Websites often use paywalls, barring nonpaying readers from viewing their most exclusive content, to generate revenue and gain new subscribers. While many readers expect paywalls when scrolling through the online pages of national magazines or local newspapers, few expect to be stymied by them when searching for federal public court records.

Meet the Public Access to Court Electronic Records system, known as PACER. This system, which is controlled by the federal judiciary, charges users 10 cents a page to download and view most federal court filings. The system has been a successful moneymaker for the federal judiciary, collecting around $145 million in revenue each year.

In 2016, three nonprofit groups sued the government, arguing that PACER’s fee model violates federal law. They asserted that while the E-Government Act of 2002 does authorize PACER fees, it does so “only to the extent necessary … to reimburse expenses incurred in providing [its] services.” They allege that PACER has increased its fees to 10 cents a page not to cover the expenses of providing online court records, but to “cover the costs of unrelated projects … at the expense of public access,” in violation of the act.

The federal government says its PACER fees are lawful, claiming that the E-Government Act allows the government “discretion” in setting fees. The government also noted that the groups’ frustrations were misguided, pointing to certain exemptions to PACER fees: Judicial opinions, for example,  are free online and courts may grant fee waiver requests in certain situations.

Last year, the district court found that the government properly used PACER fees to pay for some services but not for others. As a result, the court found the government “liable” for the excess fees that went beyond the limits of the E-Government Act.

The government appealed the ruling, and the dispute is now before the United States Court of Appeals for the Federal Circuit. At this stage, numerous organizations and individuals have filed briefs opposing PACER’s current fee model and the government’s broad interpretation of the E-Government Act.

Of these, the most notable brief was filed by seven former federal judges “in support of neither party.” The judges’ brief did not dive into the nuances of the E-Government Act or propose their own fee model. Instead, they argued “[t]he best policy is to make PACER free.”

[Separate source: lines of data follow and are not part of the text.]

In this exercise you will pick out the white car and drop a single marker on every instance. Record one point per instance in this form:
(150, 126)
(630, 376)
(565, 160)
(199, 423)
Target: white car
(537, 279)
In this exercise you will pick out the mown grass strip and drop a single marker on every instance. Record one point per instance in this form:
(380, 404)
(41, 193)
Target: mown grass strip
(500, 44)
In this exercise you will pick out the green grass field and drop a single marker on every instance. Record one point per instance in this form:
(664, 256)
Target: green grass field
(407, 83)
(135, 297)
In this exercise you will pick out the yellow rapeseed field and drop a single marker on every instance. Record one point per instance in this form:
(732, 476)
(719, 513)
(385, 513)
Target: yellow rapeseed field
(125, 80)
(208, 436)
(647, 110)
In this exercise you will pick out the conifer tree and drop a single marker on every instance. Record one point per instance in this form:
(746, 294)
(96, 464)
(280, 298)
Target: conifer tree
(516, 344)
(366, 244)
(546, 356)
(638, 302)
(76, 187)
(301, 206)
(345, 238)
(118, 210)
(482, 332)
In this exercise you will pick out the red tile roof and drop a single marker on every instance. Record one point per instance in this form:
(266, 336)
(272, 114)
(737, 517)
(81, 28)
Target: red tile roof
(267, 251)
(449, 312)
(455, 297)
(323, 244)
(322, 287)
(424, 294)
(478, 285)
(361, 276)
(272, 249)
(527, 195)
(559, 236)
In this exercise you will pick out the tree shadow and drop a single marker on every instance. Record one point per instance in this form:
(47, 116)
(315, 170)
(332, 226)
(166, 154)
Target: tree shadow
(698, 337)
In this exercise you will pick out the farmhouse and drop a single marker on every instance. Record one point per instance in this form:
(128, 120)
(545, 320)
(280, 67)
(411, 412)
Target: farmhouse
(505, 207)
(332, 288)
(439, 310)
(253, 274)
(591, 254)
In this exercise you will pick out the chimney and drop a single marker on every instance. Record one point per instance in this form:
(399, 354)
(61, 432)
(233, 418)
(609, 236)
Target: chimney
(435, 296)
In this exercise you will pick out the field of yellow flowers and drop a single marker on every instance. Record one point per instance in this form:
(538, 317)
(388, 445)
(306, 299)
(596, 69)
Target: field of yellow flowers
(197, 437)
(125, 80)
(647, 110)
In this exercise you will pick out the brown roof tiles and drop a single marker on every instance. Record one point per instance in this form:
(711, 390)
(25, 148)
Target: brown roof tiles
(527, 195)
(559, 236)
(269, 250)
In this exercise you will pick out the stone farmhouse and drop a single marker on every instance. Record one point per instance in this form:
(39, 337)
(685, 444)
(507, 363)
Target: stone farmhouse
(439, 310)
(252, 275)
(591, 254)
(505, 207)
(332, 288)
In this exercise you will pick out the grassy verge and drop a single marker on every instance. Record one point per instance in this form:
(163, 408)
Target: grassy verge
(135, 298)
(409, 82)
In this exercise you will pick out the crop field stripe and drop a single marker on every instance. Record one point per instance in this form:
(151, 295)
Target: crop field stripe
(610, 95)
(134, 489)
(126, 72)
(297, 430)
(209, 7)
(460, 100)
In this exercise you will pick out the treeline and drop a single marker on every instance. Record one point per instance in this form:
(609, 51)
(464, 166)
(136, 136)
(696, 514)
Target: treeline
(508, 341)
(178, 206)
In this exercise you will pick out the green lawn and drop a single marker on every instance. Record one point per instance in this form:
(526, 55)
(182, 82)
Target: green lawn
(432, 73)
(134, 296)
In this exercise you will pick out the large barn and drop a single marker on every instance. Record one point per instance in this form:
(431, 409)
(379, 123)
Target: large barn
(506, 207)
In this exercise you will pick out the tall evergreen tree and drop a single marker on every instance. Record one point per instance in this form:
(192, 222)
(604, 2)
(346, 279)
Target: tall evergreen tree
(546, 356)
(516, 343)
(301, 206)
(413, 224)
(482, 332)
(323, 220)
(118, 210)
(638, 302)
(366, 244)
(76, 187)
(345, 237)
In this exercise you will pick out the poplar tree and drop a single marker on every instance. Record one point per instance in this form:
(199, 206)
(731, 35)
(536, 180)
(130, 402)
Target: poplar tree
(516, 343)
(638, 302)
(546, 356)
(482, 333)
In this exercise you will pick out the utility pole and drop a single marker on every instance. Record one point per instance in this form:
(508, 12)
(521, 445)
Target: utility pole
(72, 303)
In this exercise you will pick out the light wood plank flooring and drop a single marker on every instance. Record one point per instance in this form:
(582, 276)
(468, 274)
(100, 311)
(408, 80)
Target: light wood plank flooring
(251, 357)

The former federal judges’ brief is persuasive. Their first argument is transparency. As the brief states, “[o]pening up judicial records by removing the PACER paywall would be consistent with the best traditions of judicial transparency. And with greater judicial transparency comes more legitimacy in the public’s eyes.” They note, for example, that the Supreme Court has created its own filing system, separate from PACER, that is free to everyone.

Their second argument considers the importance of free public records for outside researchers. They note that, today, “[r]igorous empirical study is lacking in several areas that would inform judges’ decision-making on key issues.” And even when the federal judiciary—which has unlimited access to PACER data—researches an issue, it helps to have an outside party review its findings and scrutinize its methodology.

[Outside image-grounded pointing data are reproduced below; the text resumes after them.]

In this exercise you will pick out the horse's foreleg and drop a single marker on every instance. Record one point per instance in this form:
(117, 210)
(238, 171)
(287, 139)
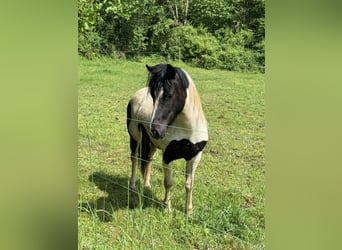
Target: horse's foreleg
(134, 160)
(191, 167)
(167, 184)
(147, 167)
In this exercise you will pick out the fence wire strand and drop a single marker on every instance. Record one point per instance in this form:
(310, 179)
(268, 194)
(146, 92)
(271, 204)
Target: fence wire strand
(181, 173)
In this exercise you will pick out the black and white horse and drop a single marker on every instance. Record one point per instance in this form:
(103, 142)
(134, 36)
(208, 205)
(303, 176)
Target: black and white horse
(167, 114)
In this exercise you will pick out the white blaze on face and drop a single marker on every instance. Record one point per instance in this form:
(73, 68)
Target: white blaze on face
(155, 106)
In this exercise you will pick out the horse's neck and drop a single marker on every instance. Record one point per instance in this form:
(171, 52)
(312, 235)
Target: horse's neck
(192, 117)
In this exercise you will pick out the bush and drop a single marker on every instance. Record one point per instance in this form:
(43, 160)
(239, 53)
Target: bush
(89, 44)
(196, 46)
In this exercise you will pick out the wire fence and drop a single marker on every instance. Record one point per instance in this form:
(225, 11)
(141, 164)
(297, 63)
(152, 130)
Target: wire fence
(160, 167)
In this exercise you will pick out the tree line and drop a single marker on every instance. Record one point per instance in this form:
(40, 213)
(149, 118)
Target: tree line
(226, 34)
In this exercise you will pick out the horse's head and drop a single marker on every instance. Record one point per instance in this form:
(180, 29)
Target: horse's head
(167, 85)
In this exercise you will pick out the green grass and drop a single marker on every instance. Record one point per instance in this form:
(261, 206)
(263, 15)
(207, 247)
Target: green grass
(229, 193)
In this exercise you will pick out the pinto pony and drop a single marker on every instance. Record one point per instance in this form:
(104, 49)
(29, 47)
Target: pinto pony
(167, 114)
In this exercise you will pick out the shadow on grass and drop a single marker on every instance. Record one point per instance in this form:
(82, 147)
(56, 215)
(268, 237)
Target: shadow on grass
(118, 196)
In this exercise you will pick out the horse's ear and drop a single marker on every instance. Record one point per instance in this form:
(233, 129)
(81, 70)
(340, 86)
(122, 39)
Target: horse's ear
(149, 68)
(171, 71)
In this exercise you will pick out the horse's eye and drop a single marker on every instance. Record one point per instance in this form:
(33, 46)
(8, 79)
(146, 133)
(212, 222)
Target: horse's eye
(167, 96)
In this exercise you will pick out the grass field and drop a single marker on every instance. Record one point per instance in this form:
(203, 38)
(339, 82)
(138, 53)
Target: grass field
(229, 192)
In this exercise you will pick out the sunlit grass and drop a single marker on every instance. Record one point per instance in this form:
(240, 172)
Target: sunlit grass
(229, 183)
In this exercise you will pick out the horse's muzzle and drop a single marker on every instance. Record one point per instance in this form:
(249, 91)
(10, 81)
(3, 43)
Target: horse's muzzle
(158, 131)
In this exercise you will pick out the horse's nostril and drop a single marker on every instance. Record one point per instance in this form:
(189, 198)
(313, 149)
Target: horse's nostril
(155, 133)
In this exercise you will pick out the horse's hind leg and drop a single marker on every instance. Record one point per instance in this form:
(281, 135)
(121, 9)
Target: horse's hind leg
(148, 150)
(167, 184)
(191, 167)
(134, 159)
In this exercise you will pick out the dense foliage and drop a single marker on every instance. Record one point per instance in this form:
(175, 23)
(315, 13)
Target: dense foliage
(227, 34)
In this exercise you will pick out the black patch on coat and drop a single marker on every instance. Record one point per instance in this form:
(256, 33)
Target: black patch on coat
(182, 149)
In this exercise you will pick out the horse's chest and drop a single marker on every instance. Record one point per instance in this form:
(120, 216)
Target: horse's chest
(182, 149)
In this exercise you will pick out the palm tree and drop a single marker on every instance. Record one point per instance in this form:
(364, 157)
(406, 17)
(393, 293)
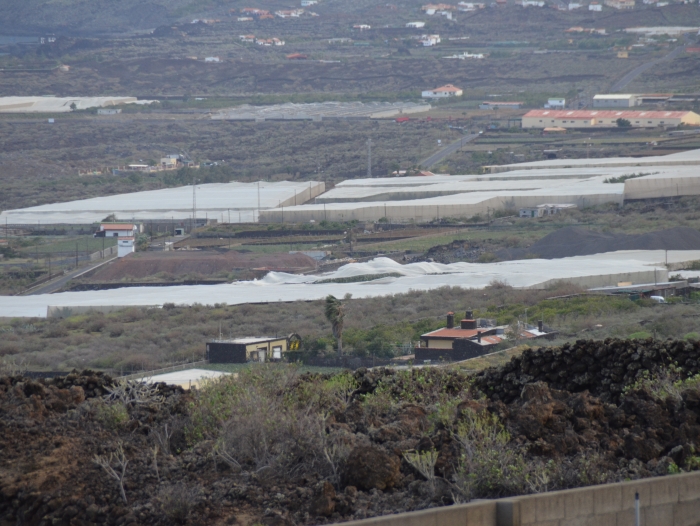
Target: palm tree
(335, 313)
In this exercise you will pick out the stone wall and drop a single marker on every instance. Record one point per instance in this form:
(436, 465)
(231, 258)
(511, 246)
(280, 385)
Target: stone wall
(673, 500)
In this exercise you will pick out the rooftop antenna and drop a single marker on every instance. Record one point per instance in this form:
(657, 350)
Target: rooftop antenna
(369, 158)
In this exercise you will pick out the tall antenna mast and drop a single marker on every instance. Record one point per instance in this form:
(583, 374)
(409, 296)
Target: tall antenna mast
(194, 203)
(369, 158)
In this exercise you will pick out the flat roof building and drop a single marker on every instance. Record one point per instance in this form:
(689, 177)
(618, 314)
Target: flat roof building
(448, 90)
(540, 119)
(252, 349)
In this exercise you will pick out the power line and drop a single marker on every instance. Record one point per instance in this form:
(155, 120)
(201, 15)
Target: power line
(369, 158)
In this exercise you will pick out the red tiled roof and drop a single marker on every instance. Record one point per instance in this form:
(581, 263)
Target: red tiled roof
(117, 227)
(605, 114)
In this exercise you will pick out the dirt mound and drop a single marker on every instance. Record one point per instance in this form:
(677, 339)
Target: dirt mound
(145, 264)
(576, 241)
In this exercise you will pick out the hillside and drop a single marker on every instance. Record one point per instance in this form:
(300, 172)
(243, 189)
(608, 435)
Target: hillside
(275, 447)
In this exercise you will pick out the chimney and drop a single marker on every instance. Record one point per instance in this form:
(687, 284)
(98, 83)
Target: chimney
(468, 324)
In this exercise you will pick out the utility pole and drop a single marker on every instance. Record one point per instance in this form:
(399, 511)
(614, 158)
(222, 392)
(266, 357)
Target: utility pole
(369, 158)
(194, 202)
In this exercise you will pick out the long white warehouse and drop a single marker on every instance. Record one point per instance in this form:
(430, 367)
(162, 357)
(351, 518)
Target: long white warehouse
(582, 182)
(587, 271)
(227, 202)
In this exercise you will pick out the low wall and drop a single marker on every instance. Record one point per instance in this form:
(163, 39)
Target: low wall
(673, 500)
(56, 311)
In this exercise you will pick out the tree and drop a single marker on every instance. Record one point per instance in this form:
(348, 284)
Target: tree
(335, 313)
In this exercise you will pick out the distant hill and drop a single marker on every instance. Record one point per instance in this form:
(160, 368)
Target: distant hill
(94, 16)
(577, 241)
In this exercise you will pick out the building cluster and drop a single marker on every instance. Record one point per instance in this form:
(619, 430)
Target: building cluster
(439, 9)
(589, 119)
(274, 41)
(429, 40)
(589, 30)
(443, 92)
(473, 338)
(125, 234)
(467, 56)
(169, 162)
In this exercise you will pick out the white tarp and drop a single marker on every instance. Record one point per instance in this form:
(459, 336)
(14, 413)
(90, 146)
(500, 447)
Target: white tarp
(588, 271)
(222, 201)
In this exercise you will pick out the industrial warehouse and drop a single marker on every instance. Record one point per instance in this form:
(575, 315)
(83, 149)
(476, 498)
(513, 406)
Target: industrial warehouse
(570, 119)
(582, 182)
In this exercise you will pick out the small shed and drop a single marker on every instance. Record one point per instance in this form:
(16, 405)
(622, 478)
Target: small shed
(252, 349)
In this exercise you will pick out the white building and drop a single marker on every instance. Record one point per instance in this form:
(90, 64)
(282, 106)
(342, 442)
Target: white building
(556, 104)
(125, 246)
(545, 210)
(616, 101)
(117, 230)
(443, 92)
(430, 40)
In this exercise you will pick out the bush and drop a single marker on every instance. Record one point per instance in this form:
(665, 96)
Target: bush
(177, 501)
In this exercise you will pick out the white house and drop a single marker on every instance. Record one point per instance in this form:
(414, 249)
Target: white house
(125, 246)
(557, 104)
(430, 40)
(117, 230)
(448, 90)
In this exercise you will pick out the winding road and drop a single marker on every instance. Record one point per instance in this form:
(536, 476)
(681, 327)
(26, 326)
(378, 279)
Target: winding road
(629, 77)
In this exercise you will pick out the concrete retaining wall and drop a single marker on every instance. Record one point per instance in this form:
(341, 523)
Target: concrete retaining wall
(307, 194)
(652, 188)
(665, 501)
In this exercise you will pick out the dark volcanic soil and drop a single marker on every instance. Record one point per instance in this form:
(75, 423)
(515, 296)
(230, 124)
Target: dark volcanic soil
(576, 241)
(562, 404)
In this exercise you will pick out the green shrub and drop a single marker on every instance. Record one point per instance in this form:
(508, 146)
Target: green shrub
(639, 335)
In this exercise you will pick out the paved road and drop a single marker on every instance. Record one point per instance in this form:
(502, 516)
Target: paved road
(447, 151)
(624, 81)
(57, 284)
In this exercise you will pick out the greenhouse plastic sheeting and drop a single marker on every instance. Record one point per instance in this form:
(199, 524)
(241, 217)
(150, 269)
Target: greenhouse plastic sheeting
(587, 271)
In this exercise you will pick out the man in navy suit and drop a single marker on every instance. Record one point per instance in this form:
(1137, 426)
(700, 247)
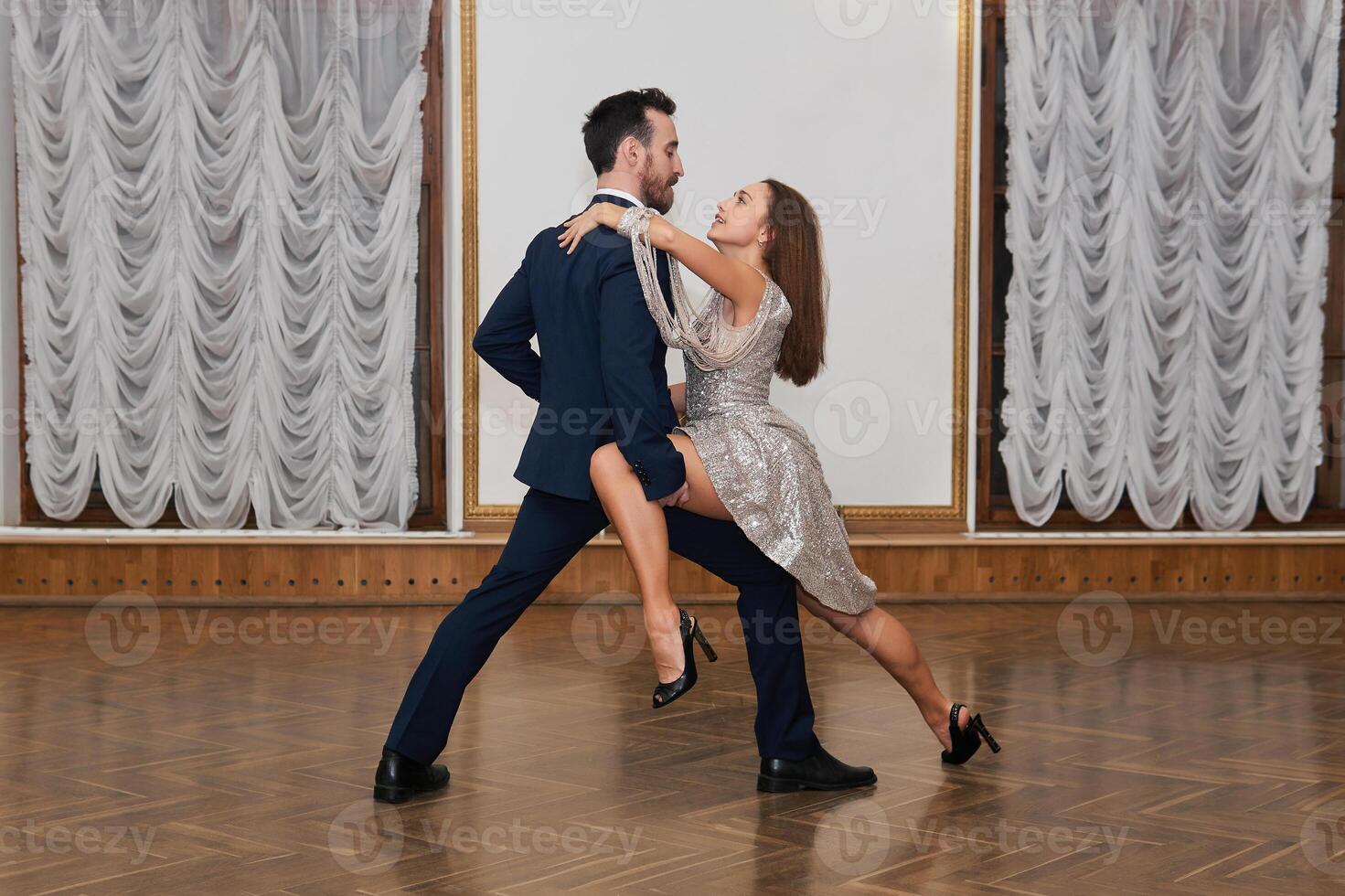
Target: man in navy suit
(600, 377)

The last argument discusses how PACER’s paywall disadvantages those navigating the federal system without a lawyer (or proceeding “pro se”). Indeed, although pro se litigants often enjoy some leniency by federal judges, they must nevertheless follow the rules of federal procedure and local rules set by each federal district. These rules are complicated and often confound even the most experienced litigators. Moreover, pro se litigants often lack the experience to present the most persuasive arguments, hurting their case and making the courts’ job all the more difficult.

Free access to PACER, the judges argue, could help in both respects. They say this access could help a pro se litigant “comply with the rules and to present relevant arguments,” because they would have access to “what others have done successfully.” This would be especially important to pro se prisoners filing habeas petitions, as “[a]ccess to someone else’s successful petition is more valuable than the order or opinion granting it.”

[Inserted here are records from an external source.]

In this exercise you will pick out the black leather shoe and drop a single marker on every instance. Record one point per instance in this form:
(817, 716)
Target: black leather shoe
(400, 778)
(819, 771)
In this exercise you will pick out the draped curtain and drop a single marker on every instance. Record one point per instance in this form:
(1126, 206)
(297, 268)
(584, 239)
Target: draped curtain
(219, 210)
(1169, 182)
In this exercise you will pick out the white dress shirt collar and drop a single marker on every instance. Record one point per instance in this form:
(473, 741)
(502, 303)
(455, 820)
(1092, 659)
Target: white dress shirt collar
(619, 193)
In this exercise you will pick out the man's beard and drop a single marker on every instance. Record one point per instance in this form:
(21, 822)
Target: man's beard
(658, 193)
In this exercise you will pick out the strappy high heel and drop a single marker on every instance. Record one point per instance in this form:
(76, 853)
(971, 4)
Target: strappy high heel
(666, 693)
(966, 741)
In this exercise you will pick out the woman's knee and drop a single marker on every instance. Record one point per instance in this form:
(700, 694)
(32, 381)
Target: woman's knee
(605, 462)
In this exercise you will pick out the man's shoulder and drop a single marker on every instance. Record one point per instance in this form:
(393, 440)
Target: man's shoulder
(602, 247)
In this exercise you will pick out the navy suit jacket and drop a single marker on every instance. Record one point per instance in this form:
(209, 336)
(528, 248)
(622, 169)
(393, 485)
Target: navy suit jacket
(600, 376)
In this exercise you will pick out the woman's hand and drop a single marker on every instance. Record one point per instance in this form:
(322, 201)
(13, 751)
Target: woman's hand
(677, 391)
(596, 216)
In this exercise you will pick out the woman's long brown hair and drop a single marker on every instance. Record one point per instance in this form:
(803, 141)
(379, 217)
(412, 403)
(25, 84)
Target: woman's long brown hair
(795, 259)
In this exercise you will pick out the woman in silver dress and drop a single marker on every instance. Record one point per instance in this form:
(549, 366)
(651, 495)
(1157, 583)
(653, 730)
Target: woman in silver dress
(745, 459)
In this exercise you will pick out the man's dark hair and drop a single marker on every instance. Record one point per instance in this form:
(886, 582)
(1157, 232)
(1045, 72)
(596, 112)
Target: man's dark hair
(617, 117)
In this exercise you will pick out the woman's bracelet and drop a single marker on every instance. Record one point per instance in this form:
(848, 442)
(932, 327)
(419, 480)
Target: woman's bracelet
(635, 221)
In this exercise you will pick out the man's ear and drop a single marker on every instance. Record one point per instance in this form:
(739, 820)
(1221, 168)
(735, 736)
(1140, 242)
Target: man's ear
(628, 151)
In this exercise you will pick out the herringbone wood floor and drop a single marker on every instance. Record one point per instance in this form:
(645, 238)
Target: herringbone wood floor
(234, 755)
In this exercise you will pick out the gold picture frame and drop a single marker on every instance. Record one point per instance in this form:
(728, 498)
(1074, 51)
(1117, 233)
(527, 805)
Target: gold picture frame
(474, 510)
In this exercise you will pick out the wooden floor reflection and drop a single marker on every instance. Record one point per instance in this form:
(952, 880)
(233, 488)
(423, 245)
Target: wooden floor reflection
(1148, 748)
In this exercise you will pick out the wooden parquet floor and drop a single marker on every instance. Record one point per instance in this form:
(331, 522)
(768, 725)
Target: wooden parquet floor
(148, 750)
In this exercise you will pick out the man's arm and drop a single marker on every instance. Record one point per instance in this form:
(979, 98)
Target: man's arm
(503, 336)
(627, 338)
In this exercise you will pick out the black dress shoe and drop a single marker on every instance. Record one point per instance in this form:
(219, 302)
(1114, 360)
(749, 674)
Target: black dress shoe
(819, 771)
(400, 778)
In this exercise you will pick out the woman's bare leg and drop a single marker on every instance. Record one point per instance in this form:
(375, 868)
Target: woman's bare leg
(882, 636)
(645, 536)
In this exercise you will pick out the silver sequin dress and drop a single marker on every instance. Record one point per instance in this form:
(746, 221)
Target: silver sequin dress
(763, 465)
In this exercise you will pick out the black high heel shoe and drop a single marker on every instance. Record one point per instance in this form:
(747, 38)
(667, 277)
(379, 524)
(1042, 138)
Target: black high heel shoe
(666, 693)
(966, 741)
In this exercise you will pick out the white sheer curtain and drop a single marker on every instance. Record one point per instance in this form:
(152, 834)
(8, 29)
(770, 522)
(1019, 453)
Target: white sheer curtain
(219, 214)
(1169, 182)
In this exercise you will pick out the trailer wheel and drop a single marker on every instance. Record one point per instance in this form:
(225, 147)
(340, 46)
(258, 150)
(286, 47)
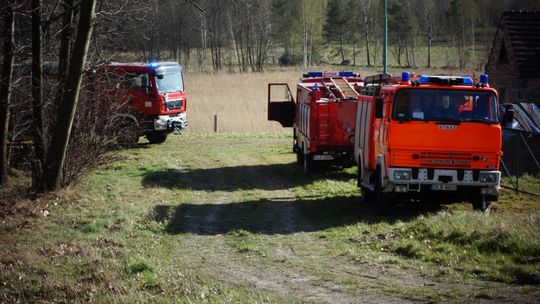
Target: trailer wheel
(156, 138)
(481, 204)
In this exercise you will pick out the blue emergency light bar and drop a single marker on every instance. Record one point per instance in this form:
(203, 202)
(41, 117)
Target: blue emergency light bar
(450, 80)
(483, 79)
(313, 74)
(405, 76)
(331, 74)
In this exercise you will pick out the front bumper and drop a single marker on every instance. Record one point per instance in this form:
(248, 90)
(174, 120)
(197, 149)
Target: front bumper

As the legal debate continues, some have offered a legislative solution. Recently, House Judiciary Ranking Member Doug Collins (R-Ga.) introduced bipartisan legislation to do exactly what the former federal judges proposed—make PACER free and available to everyone. The bill also includes other commonsense changes, like mandating that all public documents be text-searchable and machine-readable to improve searches and make it easier for researchers to collect court data. The bill further encourages the judiciary to allow external websites to link directly to court documents in the PACER system.

For now, until legislation is passed—like the bill recently introduced by Rep. Collins—PACER fees are here to stay. In the meantime, the government suggests those who cannot afford these fees travel to the courthouse, where court filings are free to read. But take detailed notes. Printing, unfortunately, comes with a fee.